Intensive BP lowering also seems beneficial in adults with diabetes, irrespective of baseline BP

Effects of Blood Pressure Lowering on Clinical Outcomes According to Baseline Blood Pressure and Cardiovascular Risk in Patients With Type 2 Diabetes Mellitus.

Literature - Rahman F, McEvoy JW, Ohkuma T et al; ADVANCE Collaborative Group. - Hypertension. 2019 doi: 10.1161/HYPERTENSIONAHA.118.12414

Introduction and methods

Uncertainty surrounds the blood pressure (BP) threshold for initiation of antihypertensive therapy in patients with diabetes mellitus [1-3]. This complicates care of these patients, in light of their risk of future CV events that is associated with having diabetes.

Several recent studies in adults without diabetes provided support for BP targets that are lower than previously advised, for instance SPRINT [4] and HOPE-3 [5]. However, no participants in SPRINT and only 6% in HOPE-3 had diabetes.
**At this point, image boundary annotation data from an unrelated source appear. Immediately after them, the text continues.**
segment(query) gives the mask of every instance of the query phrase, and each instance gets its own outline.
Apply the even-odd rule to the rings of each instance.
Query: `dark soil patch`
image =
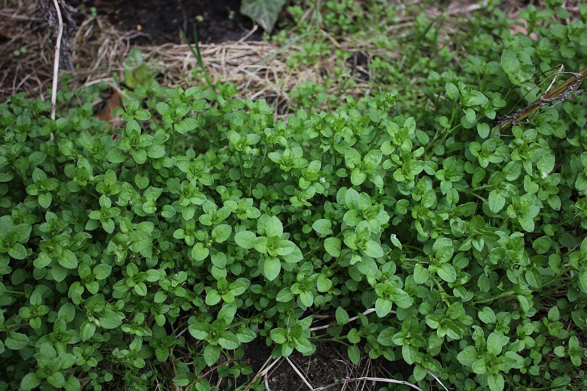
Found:
[[[266,368],[265,364],[271,356],[272,348],[266,346],[262,339],[246,344],[244,349],[242,359],[248,362],[254,374]],[[341,382],[339,385],[329,387],[328,391],[377,390],[386,385],[357,382],[349,383],[345,387],[343,380],[363,376],[403,379],[409,378],[413,372],[413,368],[402,360],[389,362],[383,357],[370,360],[363,355],[359,365],[355,365],[349,361],[346,351],[346,347],[341,344],[322,342],[316,345],[316,352],[311,356],[303,356],[294,351],[289,358],[314,388]],[[271,358],[269,363],[273,361]],[[269,391],[305,391],[308,389],[291,364],[284,358],[271,368],[265,378]]]
[[[121,30],[140,30],[144,35],[133,39],[138,45],[180,43],[181,30],[193,41],[196,22],[200,42],[238,40],[253,27],[250,19],[240,13],[240,0],[70,0],[80,11],[89,12],[96,7],[98,15],[106,15]],[[258,40],[259,28],[248,39]]]

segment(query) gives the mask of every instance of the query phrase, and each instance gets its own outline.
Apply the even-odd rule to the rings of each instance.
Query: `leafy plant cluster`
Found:
[[[542,73],[584,66],[587,29],[555,9],[529,6],[527,35],[478,16],[466,57],[375,72],[423,69],[419,89],[331,112],[311,83],[277,120],[230,84],[149,77],[113,132],[95,91],[56,121],[46,102],[0,104],[0,388],[200,391],[214,369],[234,389],[246,344],[333,341],[353,362],[403,361],[423,389],[581,389],[585,101],[494,126]]]

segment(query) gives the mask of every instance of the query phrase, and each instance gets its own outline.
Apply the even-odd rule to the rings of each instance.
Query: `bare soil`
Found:
[[[252,28],[250,19],[240,13],[240,0],[70,0],[68,4],[89,13],[95,7],[98,15],[105,15],[121,30],[136,29],[144,33],[133,38],[137,45],[181,43],[181,30],[193,42],[196,22],[200,42],[204,43],[238,40]],[[258,40],[259,29],[248,39]]]

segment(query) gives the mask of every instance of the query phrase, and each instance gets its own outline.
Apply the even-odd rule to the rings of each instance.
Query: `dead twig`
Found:
[[[417,390],[418,391],[423,391],[422,389],[421,389],[420,387],[418,387],[415,384],[412,384],[409,382],[406,382],[402,380],[395,380],[393,379],[385,379],[384,378],[369,378],[369,377],[355,378],[355,379],[345,379],[344,380],[343,380],[343,382],[345,383],[352,383],[353,382],[363,382],[366,380],[370,380],[372,382],[382,382],[383,383],[393,383],[395,384],[403,384],[404,386],[408,386],[409,387],[411,387],[411,388],[413,388],[414,390]],[[332,384],[324,386],[323,387],[315,388],[313,389],[313,391],[322,391],[322,390],[325,390],[330,387],[333,387],[334,386],[338,386],[340,385],[340,383],[341,382],[337,382],[336,383],[332,383]]]
[[[365,312],[363,312],[363,315],[369,315],[371,312],[375,312],[375,308],[369,308],[369,310],[367,310],[365,311]],[[393,314],[395,314],[395,311],[391,311],[391,312],[393,313]],[[352,318],[349,318],[349,322],[350,323],[350,322],[352,322],[353,321],[356,321],[357,319],[359,319],[359,317],[360,317],[357,315],[356,317],[353,317]],[[322,325],[322,326],[316,326],[316,327],[312,327],[312,328],[311,328],[310,329],[310,331],[316,331],[317,330],[322,330],[322,329],[324,329],[325,328],[329,328],[330,327],[333,327],[336,326],[336,325],[337,325],[337,324],[336,324],[336,323],[330,323],[330,324],[327,324],[327,325]]]
[[[61,36],[63,33],[63,20],[61,18],[61,11],[59,9],[59,3],[58,0],[53,0],[57,12],[57,39],[55,42],[55,56],[53,66],[53,86],[51,87],[51,119],[55,119],[55,106],[57,102],[57,80],[59,72],[59,53],[61,50]],[[51,133],[51,140],[53,140],[53,133]]]
[[[539,107],[549,105],[552,103],[564,102],[571,100],[585,93],[585,90],[578,90],[583,80],[587,77],[587,67],[578,73],[573,73],[566,81],[560,84],[552,91],[543,94],[531,104],[521,108],[511,115],[505,115],[497,121],[497,128],[500,131],[507,129],[510,126],[517,125],[524,120],[529,121],[530,117]],[[550,88],[550,87],[549,87]]]
[[[430,375],[431,376],[432,376],[433,378],[434,378],[434,380],[436,380],[437,382],[438,382],[438,383],[440,383],[440,385],[442,386],[443,388],[444,388],[446,391],[448,391],[448,389],[447,389],[446,387],[446,386],[445,386],[444,384],[443,384],[442,382],[440,381],[440,379],[438,379],[438,377],[436,375],[434,375],[434,373],[433,373],[432,372],[431,372],[429,370],[427,370],[426,372],[428,372],[429,375]]]
[[[294,363],[292,362],[292,361],[289,359],[289,358],[286,357],[285,359],[287,361],[288,363],[289,364],[289,366],[294,369],[294,371],[296,373],[297,373],[298,376],[299,376],[299,378],[302,379],[302,381],[303,382],[303,383],[305,384],[306,386],[308,386],[308,387],[310,389],[311,391],[314,391],[313,386],[310,384],[310,382],[308,381],[308,379],[306,379],[306,377],[302,374],[302,372],[299,371],[299,369],[298,369],[298,367],[296,367],[295,365],[294,365]]]

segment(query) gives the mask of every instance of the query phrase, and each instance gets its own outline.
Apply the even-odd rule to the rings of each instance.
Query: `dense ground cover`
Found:
[[[371,5],[289,9],[292,66],[329,35],[385,49],[363,97],[305,83],[276,118],[230,84],[149,80],[113,130],[99,84],[62,89],[56,121],[0,104],[0,387],[199,391],[217,372],[261,390],[239,359],[255,341],[402,361],[422,389],[582,389],[584,6],[528,6],[515,34],[491,5],[422,13],[390,38],[394,7]]]

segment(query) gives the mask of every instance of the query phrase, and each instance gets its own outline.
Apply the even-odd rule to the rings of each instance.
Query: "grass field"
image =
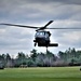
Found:
[[[0,70],[0,81],[81,81],[79,68],[5,68]]]

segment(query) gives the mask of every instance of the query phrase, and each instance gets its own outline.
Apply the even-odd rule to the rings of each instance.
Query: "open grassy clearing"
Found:
[[[0,81],[81,81],[80,67],[5,68]]]

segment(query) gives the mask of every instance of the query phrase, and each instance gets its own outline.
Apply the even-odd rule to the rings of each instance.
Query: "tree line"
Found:
[[[50,51],[38,53],[37,50],[30,51],[30,55],[18,52],[15,58],[9,53],[0,54],[0,64],[4,67],[54,67],[54,66],[78,66],[81,65],[81,51],[68,49],[54,54]]]

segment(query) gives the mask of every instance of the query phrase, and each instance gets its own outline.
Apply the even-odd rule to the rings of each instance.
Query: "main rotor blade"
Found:
[[[43,27],[37,29],[36,31],[46,29],[46,27],[48,27],[51,23],[53,23],[53,21],[50,21],[45,26],[43,26]]]
[[[46,29],[81,29],[81,28],[46,28]]]
[[[17,26],[17,27],[25,27],[25,28],[39,28],[39,27],[33,27],[33,26],[25,26],[25,25],[14,25],[14,24],[3,24],[1,23],[0,25],[6,25],[6,26]]]
[[[49,26],[51,23],[53,23],[53,21],[50,21],[44,27]]]

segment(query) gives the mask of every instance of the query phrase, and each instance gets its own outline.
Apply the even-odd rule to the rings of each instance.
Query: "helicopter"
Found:
[[[15,25],[15,24],[5,24],[1,23],[0,25],[6,25],[6,26],[16,26],[16,27],[25,27],[25,28],[32,28],[36,29],[35,35],[35,46],[38,44],[38,46],[58,46],[58,43],[51,43],[50,37],[51,32],[46,31],[45,29],[81,29],[81,28],[48,28],[50,24],[52,24],[54,21],[50,21],[42,27],[35,27],[35,26],[25,26],[25,25]]]

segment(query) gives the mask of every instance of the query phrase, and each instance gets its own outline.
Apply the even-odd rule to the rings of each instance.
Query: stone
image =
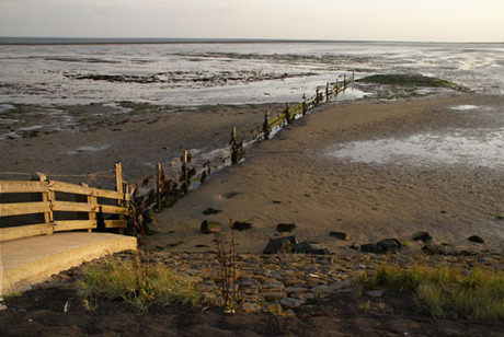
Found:
[[[219,233],[220,228],[221,225],[219,222],[203,220],[199,229],[203,234],[211,234],[211,233]]]
[[[422,241],[422,242],[427,242],[427,241],[433,240],[433,237],[431,236],[431,234],[428,234],[428,232],[416,232],[413,234],[412,239],[413,241]]]
[[[274,302],[287,297],[285,292],[262,292],[261,295],[263,295],[267,302]]]
[[[241,311],[244,313],[255,313],[261,311],[261,305],[257,303],[245,302],[241,305]]]
[[[397,254],[401,251],[401,243],[397,239],[383,239],[378,242],[378,249],[381,253]]]
[[[363,253],[379,253],[378,244],[376,243],[365,243],[360,245],[360,252]]]
[[[329,254],[331,254],[331,252],[329,252],[328,248],[317,248],[317,249],[311,251],[311,254],[313,254],[313,255],[329,255]]]
[[[426,244],[422,247],[422,251],[428,255],[446,255],[446,247],[443,245]]]
[[[476,243],[484,243],[483,237],[478,236],[478,235],[469,236],[467,240],[469,240],[470,242],[476,242]]]
[[[237,231],[248,231],[252,228],[252,223],[247,221],[234,221],[232,229]]]
[[[270,239],[263,254],[287,254],[293,253],[293,245],[297,244],[296,236],[285,236],[278,239]]]
[[[278,223],[276,230],[280,233],[291,232],[296,228],[296,223]]]
[[[303,241],[293,245],[294,253],[305,253],[310,254],[313,251],[313,247],[308,243],[308,241]]]
[[[214,209],[214,208],[211,208],[211,207],[208,207],[207,209],[205,209],[205,210],[203,211],[203,213],[204,213],[205,216],[217,214],[217,213],[220,213],[220,212],[221,212],[220,209]]]
[[[348,234],[346,234],[346,233],[344,233],[344,232],[330,232],[330,233],[329,233],[329,236],[331,236],[331,237],[336,237],[336,239],[344,240],[344,241],[348,241],[348,240],[350,240]]]
[[[301,306],[302,304],[305,304],[306,301],[300,299],[285,298],[280,299],[279,302],[283,309],[289,310]]]
[[[369,291],[366,291],[366,295],[370,297],[370,298],[381,298],[385,293],[385,290],[369,290]]]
Trials that did study BP lowering in patients with diabetes show inconsistent results. The UKPDS data supported intensive BP reduction in adults with diabetes, but it is important to realize that the study started >25 years ago and the initial and achieved BPs were higher than what would be considered clinically safe today [6]. The more contemporary ACCORD trial did not show a CV outcome benefit of lowering BP to<120 mmHg as compared with <140 mmHg [7]. Recommended BP goals for diabetes patients in international guidelines vary [1-3].

ADVANCE provided additional support for intensive BP treatments among patients with diabetes [8]. This trial randomized participants to intensive therapy with a fixed combination of perindopril-indapamide or to placebo. The active arm showed an average reduction of BP of 5.6/2.2 mmHg, which was associated with 9% reduction in major macrovascular or microvascular events, and a 18% lower CV mortality [8].

This analysis (n=10.948) set out to examine whether the effects of intensification of BP therapy among people with diabetes in the ADVANCE trial, differed per SBP, DBP or estimated CV risk at baseline. The current analysis considered the composite outcome of major macrovascular and microvascular events and all-cause mortality as twin primary efficacy outcomes. Participants were categorized based on baseline SBP: <120, 120-129, 130-139, 140-149, 150-159 and ≥160 mmHg.

Main results

  • Mean on-treatment BP was lower in the intervention arm than in the placebo-arm, which was consistent across all categories of 10-year ASCVD risk or baseline SBP.
  • Over a mean follow-up of 4.3 years, treatment with perindopril-indapamide was associated with a lower rate of major vascular events (HR: 0.91, 95%CI: 0.83-0.997) and all-cause mortality (HR: 0.86, 95%CI: 0.75-0.99). There was no evidence of heterogeneity in the treatment effect across SBP subgroups (major vascular events: P=0.83, all-cause mortality: P=0.36).
  • Nor was heterogeneity of treatment effect seen when subgroups were defined by baseline DBP levels or by a combination of SBP and DBP).
  • No evidence of heterogeneity was seen in treatment effect when subgroups were defined based on ASCVD risk.
  • No statistically significant heterogeneity was seen in the rate of adverse events leading to permanent discontinuation of study drug when subgroups based on baseline SBP, DBP or 1-year ASCVD risk were considered.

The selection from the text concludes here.